A third thing occurred in 2016: Philadelphia Union made the MLS Playoffs for the first time since 2011. Steel, meanwhile, didn’t record a victory after mid-July and, tied for the fewest wins in the Eastern Conference ended the year seven points out of the playoff picture in USL.
The script flipped a year later. Burke, a coach that could likely do the soccer developmental equivalent of turning goat piss into gasoline (to steal Blues Brothers’ Band member Donald “Duck” Dunn’s term), took the growing talents of Auston Trusty, Mark McKenzie, Derrick Jones, and others — including Cory Burke — dropped Chambers’ intensity and dedication to ball movement in the center of it all, and guided Steel to the playoffs. The Union, lacking a playmaker, missed the postseason.
This year, for the first time, both clubs put it all together.
The success, as was the plan, has been symbiotic.
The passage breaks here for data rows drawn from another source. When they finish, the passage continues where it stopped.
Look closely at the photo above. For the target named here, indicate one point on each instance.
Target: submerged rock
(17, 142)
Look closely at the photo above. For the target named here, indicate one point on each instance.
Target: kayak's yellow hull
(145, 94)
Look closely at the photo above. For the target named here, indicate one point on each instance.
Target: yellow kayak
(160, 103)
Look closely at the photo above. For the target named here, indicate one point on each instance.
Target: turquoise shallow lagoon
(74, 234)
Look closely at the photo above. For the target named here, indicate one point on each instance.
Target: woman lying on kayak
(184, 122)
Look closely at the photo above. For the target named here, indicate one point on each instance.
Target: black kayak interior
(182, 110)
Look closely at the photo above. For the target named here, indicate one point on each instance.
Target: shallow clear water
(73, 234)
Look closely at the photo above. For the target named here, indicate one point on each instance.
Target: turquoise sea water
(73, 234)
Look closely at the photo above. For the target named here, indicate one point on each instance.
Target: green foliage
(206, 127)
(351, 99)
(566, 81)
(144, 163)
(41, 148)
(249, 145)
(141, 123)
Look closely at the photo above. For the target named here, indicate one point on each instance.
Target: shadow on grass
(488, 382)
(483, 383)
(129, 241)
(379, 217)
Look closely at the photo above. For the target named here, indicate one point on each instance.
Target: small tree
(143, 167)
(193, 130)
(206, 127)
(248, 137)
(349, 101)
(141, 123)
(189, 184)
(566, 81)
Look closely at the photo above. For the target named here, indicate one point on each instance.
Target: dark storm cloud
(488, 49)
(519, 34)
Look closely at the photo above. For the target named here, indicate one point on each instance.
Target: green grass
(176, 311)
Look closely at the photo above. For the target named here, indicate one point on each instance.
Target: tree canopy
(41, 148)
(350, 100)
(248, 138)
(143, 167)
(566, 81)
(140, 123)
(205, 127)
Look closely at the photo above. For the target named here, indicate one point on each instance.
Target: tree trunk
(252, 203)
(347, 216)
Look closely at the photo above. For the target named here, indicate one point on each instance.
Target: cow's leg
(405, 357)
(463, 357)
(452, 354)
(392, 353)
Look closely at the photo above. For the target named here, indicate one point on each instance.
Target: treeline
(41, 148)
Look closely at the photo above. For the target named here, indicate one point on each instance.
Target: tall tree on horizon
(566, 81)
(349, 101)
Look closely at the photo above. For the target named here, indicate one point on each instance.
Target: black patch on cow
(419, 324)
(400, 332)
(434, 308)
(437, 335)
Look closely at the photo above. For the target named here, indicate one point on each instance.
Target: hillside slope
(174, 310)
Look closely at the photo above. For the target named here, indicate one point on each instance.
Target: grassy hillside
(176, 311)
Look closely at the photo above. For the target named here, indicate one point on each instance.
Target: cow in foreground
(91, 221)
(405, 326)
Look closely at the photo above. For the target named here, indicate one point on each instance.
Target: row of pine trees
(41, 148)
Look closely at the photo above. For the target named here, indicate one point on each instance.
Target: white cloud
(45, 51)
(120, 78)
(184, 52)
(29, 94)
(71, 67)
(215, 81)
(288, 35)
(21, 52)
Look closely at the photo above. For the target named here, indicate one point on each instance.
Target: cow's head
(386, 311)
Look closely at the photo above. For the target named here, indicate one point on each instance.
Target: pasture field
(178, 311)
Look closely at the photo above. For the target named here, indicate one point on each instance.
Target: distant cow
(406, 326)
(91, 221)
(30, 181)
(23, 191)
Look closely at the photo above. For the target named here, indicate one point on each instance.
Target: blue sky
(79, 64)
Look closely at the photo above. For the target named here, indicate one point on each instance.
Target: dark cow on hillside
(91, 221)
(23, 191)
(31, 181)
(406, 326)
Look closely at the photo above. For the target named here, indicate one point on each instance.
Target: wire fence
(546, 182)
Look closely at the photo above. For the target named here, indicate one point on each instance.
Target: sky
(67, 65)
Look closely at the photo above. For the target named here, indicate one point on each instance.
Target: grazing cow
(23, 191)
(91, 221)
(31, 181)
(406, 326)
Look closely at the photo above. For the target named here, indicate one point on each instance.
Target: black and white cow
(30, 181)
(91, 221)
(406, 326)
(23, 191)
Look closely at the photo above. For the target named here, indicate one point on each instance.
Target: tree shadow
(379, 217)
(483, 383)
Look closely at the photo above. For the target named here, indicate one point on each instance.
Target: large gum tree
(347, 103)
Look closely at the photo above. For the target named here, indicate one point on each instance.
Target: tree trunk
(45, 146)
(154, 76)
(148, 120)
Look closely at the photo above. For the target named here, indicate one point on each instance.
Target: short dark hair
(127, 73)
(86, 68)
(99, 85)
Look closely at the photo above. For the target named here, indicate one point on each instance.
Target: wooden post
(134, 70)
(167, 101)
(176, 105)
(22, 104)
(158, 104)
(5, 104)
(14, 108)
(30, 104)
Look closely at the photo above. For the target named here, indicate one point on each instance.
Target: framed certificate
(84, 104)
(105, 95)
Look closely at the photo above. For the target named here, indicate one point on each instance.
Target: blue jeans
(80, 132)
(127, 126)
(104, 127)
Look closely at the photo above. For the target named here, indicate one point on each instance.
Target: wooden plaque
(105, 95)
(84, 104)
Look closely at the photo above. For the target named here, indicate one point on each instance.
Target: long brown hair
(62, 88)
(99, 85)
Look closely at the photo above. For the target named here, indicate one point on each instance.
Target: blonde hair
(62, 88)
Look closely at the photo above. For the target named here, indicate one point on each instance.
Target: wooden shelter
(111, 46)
Bethlehem’s 2017 run gave Trusty and others the chance to experience big games at the professional level, and it proved that Cory Burke, despite being a bit further along the age curve than most prospects, had the mental fortitude to continue developing.
The Union’s 2018 run has meant limited opportunities for top young guns like Anthony Fontana, Derrick Jones, and Matt Real, as well as long gaps between games for Marcus Epps and Fabian Herbers. Many of those players have found a home and a chance to showcase their abilities with Steel. Jones is one of the few players all season to give FC Cincinnati real problems, and Fontana was able to feel his way around the No. 10 role while still keeping his box-to-box skills fresh. Real has been singled out for praise by Brendan Burke as the left back has focused on becoming a more complete player, and across the formation right back Olivier Mbaizo has been downright dominant at times.
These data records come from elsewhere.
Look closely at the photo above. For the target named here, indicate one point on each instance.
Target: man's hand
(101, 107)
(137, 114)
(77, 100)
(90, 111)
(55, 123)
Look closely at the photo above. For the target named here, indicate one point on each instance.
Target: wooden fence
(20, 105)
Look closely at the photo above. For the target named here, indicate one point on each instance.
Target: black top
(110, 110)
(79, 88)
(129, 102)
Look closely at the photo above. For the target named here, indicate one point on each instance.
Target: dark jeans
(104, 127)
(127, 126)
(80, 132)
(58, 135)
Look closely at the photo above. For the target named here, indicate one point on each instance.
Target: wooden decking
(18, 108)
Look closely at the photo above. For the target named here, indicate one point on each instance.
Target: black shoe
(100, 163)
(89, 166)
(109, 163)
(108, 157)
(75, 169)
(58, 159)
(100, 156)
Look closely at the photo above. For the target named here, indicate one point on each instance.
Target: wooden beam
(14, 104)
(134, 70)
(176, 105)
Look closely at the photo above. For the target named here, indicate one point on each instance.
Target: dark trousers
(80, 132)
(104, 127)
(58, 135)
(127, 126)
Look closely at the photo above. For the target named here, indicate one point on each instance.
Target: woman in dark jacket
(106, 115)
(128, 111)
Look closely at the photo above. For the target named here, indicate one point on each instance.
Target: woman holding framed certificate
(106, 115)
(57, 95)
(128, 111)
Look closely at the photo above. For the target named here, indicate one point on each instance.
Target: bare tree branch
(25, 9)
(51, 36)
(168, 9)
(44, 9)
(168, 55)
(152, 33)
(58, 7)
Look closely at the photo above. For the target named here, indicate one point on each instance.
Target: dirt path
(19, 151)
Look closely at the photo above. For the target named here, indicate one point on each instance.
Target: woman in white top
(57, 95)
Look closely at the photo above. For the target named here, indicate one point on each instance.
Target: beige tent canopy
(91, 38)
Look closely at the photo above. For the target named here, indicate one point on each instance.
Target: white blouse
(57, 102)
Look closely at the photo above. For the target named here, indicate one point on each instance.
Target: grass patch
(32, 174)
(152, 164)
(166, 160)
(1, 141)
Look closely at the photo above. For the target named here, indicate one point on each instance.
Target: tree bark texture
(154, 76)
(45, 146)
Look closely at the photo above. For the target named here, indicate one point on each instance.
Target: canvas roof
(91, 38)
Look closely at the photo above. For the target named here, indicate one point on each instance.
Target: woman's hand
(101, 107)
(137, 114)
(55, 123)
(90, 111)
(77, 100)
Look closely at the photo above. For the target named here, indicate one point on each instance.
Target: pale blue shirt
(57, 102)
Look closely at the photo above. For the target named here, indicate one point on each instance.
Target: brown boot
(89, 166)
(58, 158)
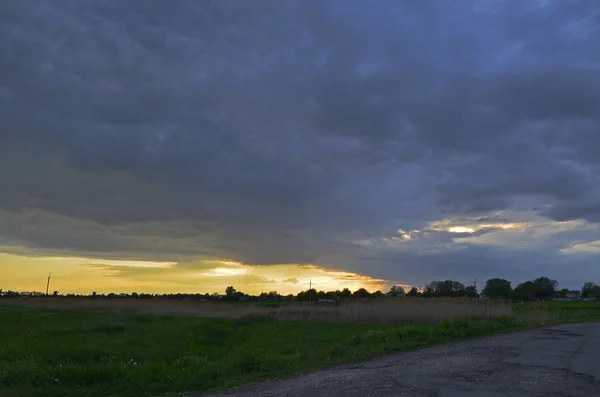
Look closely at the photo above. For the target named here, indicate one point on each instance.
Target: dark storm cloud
(286, 131)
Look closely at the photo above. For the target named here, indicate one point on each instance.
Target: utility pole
(48, 283)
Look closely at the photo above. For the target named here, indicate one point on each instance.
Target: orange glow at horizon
(84, 275)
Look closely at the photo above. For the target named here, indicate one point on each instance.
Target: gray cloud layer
(286, 131)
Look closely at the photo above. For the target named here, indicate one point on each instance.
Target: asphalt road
(562, 361)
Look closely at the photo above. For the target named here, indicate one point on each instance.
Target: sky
(184, 146)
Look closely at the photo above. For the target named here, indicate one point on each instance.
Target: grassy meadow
(167, 349)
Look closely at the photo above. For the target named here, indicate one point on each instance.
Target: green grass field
(72, 353)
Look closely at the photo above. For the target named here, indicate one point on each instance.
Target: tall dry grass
(383, 311)
(397, 311)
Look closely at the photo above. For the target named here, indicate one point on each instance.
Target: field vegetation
(161, 348)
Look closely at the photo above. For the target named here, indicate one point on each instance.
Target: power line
(48, 283)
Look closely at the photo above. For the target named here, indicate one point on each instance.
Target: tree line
(542, 288)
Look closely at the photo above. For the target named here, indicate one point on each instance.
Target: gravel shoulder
(554, 361)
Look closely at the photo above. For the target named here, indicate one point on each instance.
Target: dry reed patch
(372, 311)
(397, 311)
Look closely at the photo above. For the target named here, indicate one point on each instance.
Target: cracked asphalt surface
(561, 361)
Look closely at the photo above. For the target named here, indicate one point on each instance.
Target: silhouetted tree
(545, 288)
(497, 288)
(525, 291)
(471, 292)
(396, 291)
(413, 292)
(590, 290)
(361, 293)
(447, 288)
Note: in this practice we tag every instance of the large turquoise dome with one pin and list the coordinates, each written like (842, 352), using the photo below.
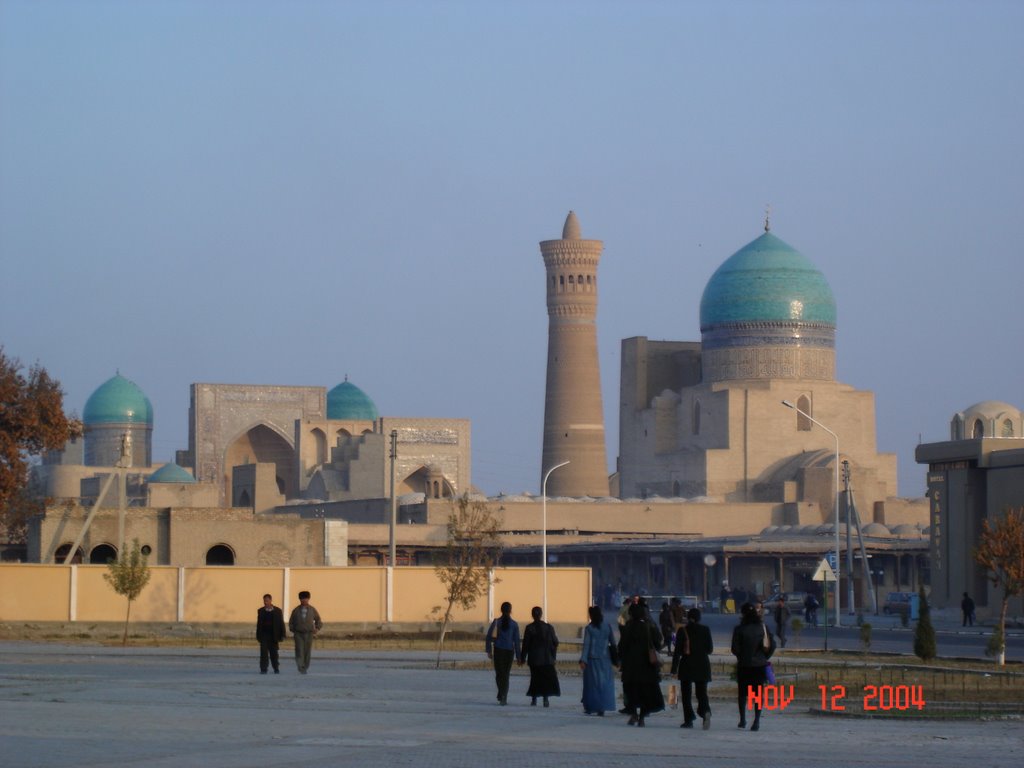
(767, 281)
(346, 401)
(118, 400)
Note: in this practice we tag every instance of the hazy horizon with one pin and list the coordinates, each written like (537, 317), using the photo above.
(292, 193)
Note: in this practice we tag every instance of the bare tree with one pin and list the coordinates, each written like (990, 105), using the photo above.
(471, 552)
(32, 421)
(1000, 552)
(128, 577)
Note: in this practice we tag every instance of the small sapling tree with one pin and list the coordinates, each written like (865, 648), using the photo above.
(464, 566)
(924, 633)
(128, 577)
(1000, 552)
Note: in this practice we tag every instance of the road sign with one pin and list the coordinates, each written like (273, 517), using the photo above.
(824, 572)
Academy players like Brenden Aaronson, Tonny Temple, and Ben Ofeimu have shown well, and young goalie Tomas Romero recently got his first 2018 start in net in a key late season game. Other relative unknowns like Drew Skundrich, Faris, and Michee Ngalina have followed in Cory Burke’s footsteps, stamping their authority onto decisive contests, as Ngalina did in Steel’s final regular season match with the game-winner.
Through it all, Chambers has been the rock at the heart of Bethlehem’s success, showing his midfield partners — often Jones, Aaronson, and Fontana — how to practice like a professional every day, and what that requires in terms of personal dedication and intensity.
The final piece of the puzzle that has allowed both the Union and Steel FC to make the postseason, though, is the club’s reliance on a single system of play. There has been so much movement up and down the chain that players often have no time to ‘bed in’ or learn their role. When Ofeimu jumps from the academy U19s to the back line of the Steel, he needs to know the ‘Forward first’ mentality when playing the ball and how to handle a high line against an aggressive opponent. Others, like Faris and Ngalina, are given a necessary runway as they learn the system for the first time, but someone moving up, like Aaronson, or moving down, like Herbers, must be able to step in with little or no time to develop cohesion. Aaronson, Herbers, and others rarely even get a chance to practice with Steel before games, so their understanding of their roles comes down to the consistency of the system and Burke’s ability to communicate any match-specific goals. This might sound easy, but only five MLS-II clubs made the USL postseason, and only one other team — Red Bulls II — did so while playing a young lineup all year. What the Union and Steel FC have achieved has not been easy, and it has placed a lot on the shoulders of the players that many expect to take the mantle of first team starters in the coming years.
So when Steel play this weekend, tune in on ESPN+ and enjoy it. You’ll see many of those faces in blue and gold before you know it. And when they pull on the Union jersey, those young prospects will know what the postseason feels like, and they will do anything to get back to it.